To answer this, we must dive into what's called the representation theory of the rotation group. In essence, this subject is concerned with how we might take a collection of objects which possess a group structure and implement them as transformations on some vector space ($\mathbb R$ for scalars, $\mathbb R^3$ for vectors, $\mathbb C^2$ for 2-spinors, etc) in a way which is compatible with that group structure.  A representation is called faithful if different elements of the group correspond to different transformations, and irreducible if there are no non-trivial subspaces of the vector space which are left invariant by every transformation (an example of the latter would be an implementation of rotations on $\mathbb R^4$ in which we left the first number alone and then rotated the other three just like we would rotate a vector in $\mathbb R^3$). In this language, our question becomes the following: Can we find a faithful, irreducible representation of the 3D rotation group $\mathrm{SO}(3)$ which acts on the vector space $\mathbb C^2$?
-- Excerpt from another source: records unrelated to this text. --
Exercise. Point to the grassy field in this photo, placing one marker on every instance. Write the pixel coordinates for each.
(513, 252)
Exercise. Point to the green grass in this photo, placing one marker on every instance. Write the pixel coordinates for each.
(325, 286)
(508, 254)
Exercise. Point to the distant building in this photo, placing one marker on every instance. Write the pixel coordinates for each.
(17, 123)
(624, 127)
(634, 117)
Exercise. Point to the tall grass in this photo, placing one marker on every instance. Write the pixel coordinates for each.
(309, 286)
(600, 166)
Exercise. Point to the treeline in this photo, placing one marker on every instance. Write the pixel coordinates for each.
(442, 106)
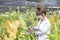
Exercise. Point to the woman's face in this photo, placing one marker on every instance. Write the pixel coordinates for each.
(41, 17)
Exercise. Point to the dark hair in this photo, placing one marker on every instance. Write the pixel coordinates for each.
(40, 11)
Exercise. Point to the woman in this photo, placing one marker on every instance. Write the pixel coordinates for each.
(43, 27)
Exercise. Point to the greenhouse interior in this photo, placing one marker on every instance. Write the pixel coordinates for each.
(18, 19)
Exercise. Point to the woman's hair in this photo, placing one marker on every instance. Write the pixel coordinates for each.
(40, 11)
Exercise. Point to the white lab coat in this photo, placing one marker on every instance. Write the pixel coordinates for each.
(43, 28)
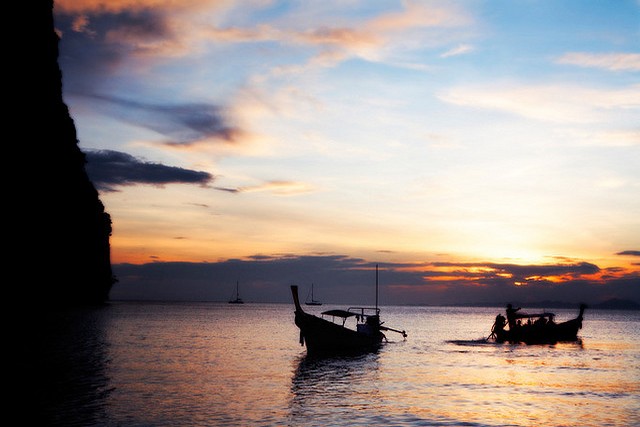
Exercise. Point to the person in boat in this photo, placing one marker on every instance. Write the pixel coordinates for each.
(498, 325)
(511, 315)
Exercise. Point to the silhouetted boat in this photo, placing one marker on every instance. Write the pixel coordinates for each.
(237, 299)
(312, 301)
(539, 328)
(322, 336)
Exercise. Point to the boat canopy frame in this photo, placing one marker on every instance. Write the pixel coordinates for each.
(360, 313)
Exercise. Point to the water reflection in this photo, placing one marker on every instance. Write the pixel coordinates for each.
(325, 387)
(68, 367)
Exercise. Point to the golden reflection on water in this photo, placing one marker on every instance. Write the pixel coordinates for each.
(203, 365)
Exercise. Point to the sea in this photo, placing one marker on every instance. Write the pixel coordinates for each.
(218, 364)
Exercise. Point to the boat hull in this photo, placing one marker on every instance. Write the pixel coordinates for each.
(324, 337)
(542, 332)
(321, 336)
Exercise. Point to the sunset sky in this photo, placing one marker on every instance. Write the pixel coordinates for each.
(477, 150)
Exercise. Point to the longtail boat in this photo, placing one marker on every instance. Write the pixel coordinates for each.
(538, 328)
(323, 336)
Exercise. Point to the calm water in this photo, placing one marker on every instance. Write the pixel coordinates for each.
(210, 364)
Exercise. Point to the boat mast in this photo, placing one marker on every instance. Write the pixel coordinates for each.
(376, 288)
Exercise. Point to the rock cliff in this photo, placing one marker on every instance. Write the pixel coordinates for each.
(65, 235)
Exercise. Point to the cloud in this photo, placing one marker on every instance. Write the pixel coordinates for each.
(606, 61)
(553, 103)
(632, 253)
(458, 50)
(182, 124)
(282, 188)
(342, 279)
(109, 169)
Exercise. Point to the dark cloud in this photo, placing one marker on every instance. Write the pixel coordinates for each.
(109, 169)
(632, 253)
(96, 48)
(344, 280)
(182, 124)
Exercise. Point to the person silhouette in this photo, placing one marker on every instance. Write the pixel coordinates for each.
(511, 315)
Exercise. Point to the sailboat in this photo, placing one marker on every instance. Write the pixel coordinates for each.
(237, 299)
(312, 301)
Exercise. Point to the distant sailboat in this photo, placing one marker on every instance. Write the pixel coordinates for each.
(312, 301)
(237, 299)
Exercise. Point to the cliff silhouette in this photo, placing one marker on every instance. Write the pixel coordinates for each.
(65, 229)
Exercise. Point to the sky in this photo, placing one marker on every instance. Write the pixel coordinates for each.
(477, 151)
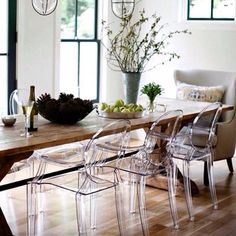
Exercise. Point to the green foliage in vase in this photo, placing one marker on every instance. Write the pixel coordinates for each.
(152, 90)
(136, 42)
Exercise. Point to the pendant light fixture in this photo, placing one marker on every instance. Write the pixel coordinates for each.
(122, 8)
(44, 7)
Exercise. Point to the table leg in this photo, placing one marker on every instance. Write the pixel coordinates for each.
(4, 227)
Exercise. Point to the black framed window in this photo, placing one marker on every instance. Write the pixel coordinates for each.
(7, 51)
(80, 49)
(211, 10)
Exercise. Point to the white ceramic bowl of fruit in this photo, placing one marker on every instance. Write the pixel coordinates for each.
(120, 110)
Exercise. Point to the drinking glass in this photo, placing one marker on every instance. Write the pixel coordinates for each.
(21, 96)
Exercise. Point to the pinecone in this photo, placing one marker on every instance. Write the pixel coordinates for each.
(65, 110)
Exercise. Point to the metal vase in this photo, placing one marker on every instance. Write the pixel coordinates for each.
(131, 82)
It turns out that there is no true, non-trivial representation of $\mathrm{SO}(3)$ which acts on $\mathbb C^2$.  However, there does exist a projective representation of $\mathrm{SO}(3)$ on $\mathbb C^2$, which implements the elements of $\mathrm{SO}(3)$ as transformations on $\mathbb C^2$ in a way which respects the group structure possibly up to multiplication by a phase factor.  For technical reasons, it turns out that this is exactly what we want in quantum mechanics, and that restricting our attention to true representations of the group would be too restrictive.
As an example, imagine that we perform a sequence of small rotations which add up to $360^\circ$.  A true representation respects the structure of the rotation group insofar as a sequence of small rotations adding up to $2\pi$ is the same as performing a single $2\pi$ rotation all at once; however, a $2\pi$ rotation is exactly the same as no rotation at all (they correspond to the same element of $\mathrm{SO}(3)$) and so such a sequence returns our system to its original state.
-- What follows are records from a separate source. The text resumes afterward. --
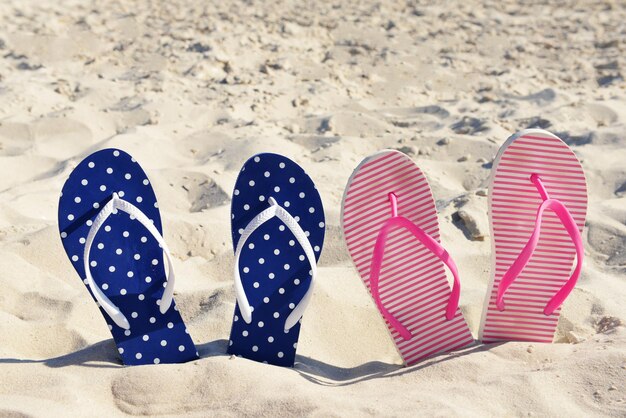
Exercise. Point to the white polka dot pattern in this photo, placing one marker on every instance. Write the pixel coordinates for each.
(126, 261)
(274, 272)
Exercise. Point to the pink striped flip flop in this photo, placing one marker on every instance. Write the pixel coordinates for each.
(390, 226)
(533, 249)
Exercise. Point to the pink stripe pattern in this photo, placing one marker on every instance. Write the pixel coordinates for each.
(412, 284)
(513, 204)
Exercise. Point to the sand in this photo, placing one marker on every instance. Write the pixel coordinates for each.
(191, 89)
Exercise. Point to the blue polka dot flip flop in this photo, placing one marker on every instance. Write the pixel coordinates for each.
(278, 232)
(111, 230)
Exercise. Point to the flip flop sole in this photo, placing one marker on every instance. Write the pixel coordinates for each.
(273, 267)
(513, 203)
(126, 261)
(413, 284)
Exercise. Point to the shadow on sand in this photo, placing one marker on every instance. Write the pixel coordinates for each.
(104, 355)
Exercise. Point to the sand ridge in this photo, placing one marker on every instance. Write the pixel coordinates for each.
(192, 89)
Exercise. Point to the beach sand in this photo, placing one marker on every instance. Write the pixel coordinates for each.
(191, 89)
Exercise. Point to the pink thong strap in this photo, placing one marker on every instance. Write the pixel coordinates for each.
(516, 268)
(431, 244)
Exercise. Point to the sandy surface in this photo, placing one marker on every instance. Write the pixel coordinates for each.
(193, 90)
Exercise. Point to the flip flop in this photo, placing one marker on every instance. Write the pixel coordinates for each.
(111, 230)
(278, 232)
(390, 225)
(533, 249)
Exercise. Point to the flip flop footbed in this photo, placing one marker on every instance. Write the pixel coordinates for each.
(126, 261)
(274, 270)
(413, 284)
(513, 203)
On the other hand, in a projective representation this is no longer true; a sequence of small rotations which add up to some angle $\theta$ is not equivalent to a single rotation by $\theta$, but rather a rotation by $\theta$ and multiplication by a phase factor.  To be concrete, if we understand our elements of $\mathbb C^2$ to correspond to the intrinsic spin of a particle as expressed in the $\hat z$-basis and we perform a rotation by an angle $\theta\in[0,2\pi)$ around the $\hat z$-axis, we obtain
$$\pmatrix{\alpha\\\beta} \mapsto e^{i\theta/2}\pmatrix{1&0\\ 0& e^{-i\theta}}\pmatrix{\alpha\\ \beta}$$
Note that $\pmatrix{\alpha\\\beta}\mapsto \pmatrix{1&0\\0&e^{-i\theta}}\pmatrix{\alpha\\\beta}$ would correspond to a true representation, in which gradually increasing $\theta$ from $0$ to $2\pi$ would bring us back to where we started. However, this representation is not irreducible, because it leaves the first component alone (i.e. the subspace $(\alpha,0)$ is invariant).  The addition of the phase factor $e^{i\theta/2}$ turns the representation from a reducible true representation into an irreducible projective one.  As a result, we observe that increasing $\theta$ from $0$ to $2\pi$ brings us back to our original vector multiplied by the phase factor $e^{i(2\pi)/2} = e^{i\pi}=-1$.
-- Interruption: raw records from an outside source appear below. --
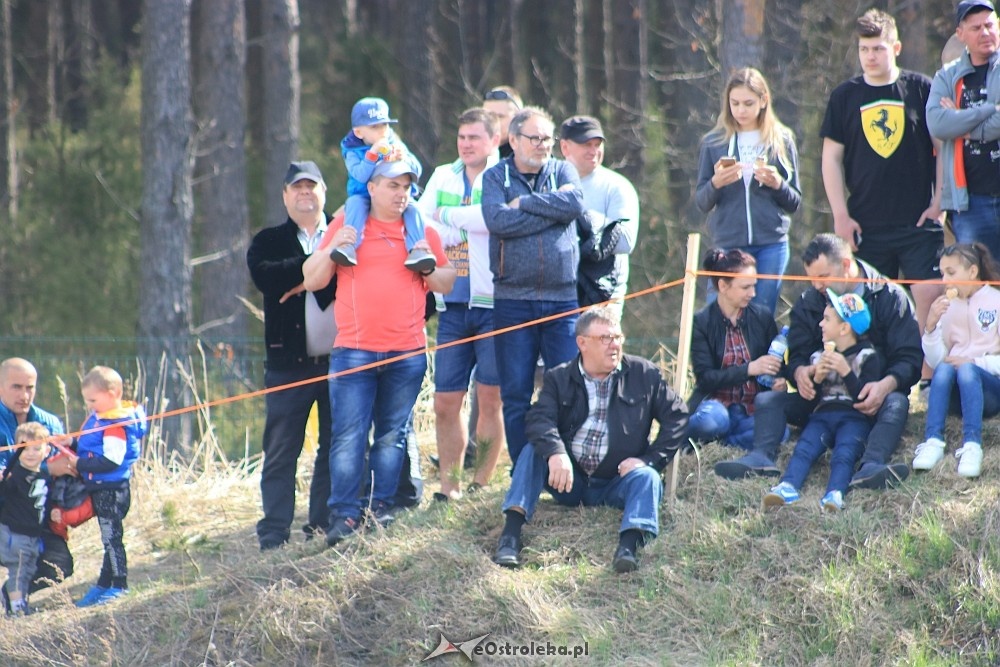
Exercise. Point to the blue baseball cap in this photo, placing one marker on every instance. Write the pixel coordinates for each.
(370, 111)
(967, 7)
(852, 309)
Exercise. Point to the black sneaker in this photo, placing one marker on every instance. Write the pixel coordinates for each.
(877, 476)
(754, 463)
(271, 542)
(340, 529)
(344, 256)
(381, 513)
(507, 552)
(624, 560)
(418, 260)
(311, 530)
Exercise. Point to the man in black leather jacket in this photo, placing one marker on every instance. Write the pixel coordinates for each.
(588, 440)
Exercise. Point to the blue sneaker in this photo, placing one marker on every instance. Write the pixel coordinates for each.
(110, 594)
(782, 494)
(90, 597)
(833, 501)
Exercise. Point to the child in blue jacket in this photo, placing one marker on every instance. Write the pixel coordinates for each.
(104, 461)
(370, 142)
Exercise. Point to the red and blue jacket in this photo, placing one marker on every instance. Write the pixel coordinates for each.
(107, 455)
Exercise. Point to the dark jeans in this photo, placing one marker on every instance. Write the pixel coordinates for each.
(772, 409)
(284, 432)
(638, 493)
(517, 352)
(111, 507)
(844, 431)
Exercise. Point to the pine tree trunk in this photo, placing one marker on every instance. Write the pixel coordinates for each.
(8, 147)
(220, 194)
(166, 129)
(629, 87)
(281, 88)
(742, 35)
(416, 47)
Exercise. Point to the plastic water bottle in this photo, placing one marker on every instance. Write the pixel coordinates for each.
(777, 349)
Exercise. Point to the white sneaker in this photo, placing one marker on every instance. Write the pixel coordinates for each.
(970, 459)
(928, 454)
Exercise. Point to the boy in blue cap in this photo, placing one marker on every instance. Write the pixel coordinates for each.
(370, 142)
(845, 364)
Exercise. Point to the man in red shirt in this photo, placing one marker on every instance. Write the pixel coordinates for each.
(379, 310)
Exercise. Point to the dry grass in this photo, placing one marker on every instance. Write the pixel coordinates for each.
(907, 577)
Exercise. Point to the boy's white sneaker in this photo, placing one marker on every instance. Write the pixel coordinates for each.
(970, 459)
(928, 454)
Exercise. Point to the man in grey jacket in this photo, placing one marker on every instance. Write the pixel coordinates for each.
(530, 204)
(963, 111)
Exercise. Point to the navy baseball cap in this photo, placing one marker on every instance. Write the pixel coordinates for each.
(581, 129)
(967, 7)
(370, 111)
(852, 309)
(300, 171)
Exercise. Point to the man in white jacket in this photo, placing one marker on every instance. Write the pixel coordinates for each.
(451, 204)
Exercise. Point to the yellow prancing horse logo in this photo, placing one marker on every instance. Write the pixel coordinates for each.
(883, 123)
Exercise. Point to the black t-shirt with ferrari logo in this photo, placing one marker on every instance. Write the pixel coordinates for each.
(888, 151)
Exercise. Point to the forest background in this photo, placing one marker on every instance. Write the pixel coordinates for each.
(143, 143)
The take-away is that if we want to implement rotations on 2-spinors in a non-trivial way, we must resort to a projective representation in which e.g. performing $N$ rotations of an angle $\theta/N$ each is not the same as a rotation by an angle $\theta$; it will generally come with an additional phase factor which in this case is $-1$ for $\theta=2\pi$.
It turns out more generally that a representation (or projective representation) of $\mathrm{SO}(3)$ can be classified by a number $J$ which is either an integer or a half-integer, and which is related to the total angular momentum of the particle under consideration.  When $J$ is an integer, then the representation turns out to be a true representation and so in particular a $2\pi$ rotation is equivalent to no rotation at all.  When $J$ is a half-integer, then the representation turns out to be projective, and in particular a $2\pi$ rotation about any axis is equivalent to multiplication by $-1$.